Weil jedesmal, wenn man sich unterwirft, obwohl es weder richtig, noch angemessen ist, man jeden kleinen Riss spürt, der in diesem Moment die Seele aufreisst. Wie Wurzeln eines Baumes wachsen sie tief in die Seele und verzweigen sich mehr und mehr. Sie durchsetzen die Seele, machen sie mürbe und empfindlich. So lange, bis ein Federstreich ausreicht. Bis eine Winzigkeit genügt, um die Seele zu sprengen. Sie bricht nicht einfach, sie zersplittert in abertausend nicht wieder zusammensetzbarer Teile. Jedes Knacken, jeder weitere Bruch, jedes losgelöste Stück gebiert Wellen, die die Zerstörung weiter vorantreiben. Die Seele zerbirst unwiederbringbar, wird nicht wieder zu reparieren sein.
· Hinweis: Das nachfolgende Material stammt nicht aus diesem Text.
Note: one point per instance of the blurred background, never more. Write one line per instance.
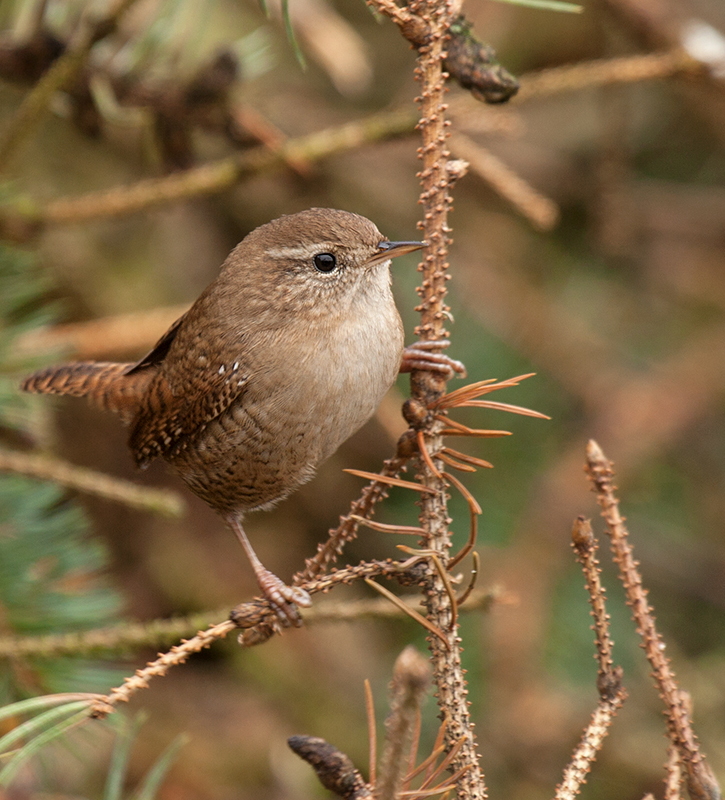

Und deshalb will ich schütteln und schreien und manchmal vielleicht auch schlagen und schubsen. Bis ich mich erinnere, das Seelen keine Zeit kennen und auch wenn die Zeit nie wirklich heilt, so gibt sie uns die Möglichkeit, in Ruhe zu heilen. Sie gibt uns die Möglichkeit alle Zeit darauf zu verwenden, und alle Teile zu finden, egal, wie weit sie verstreut wurden.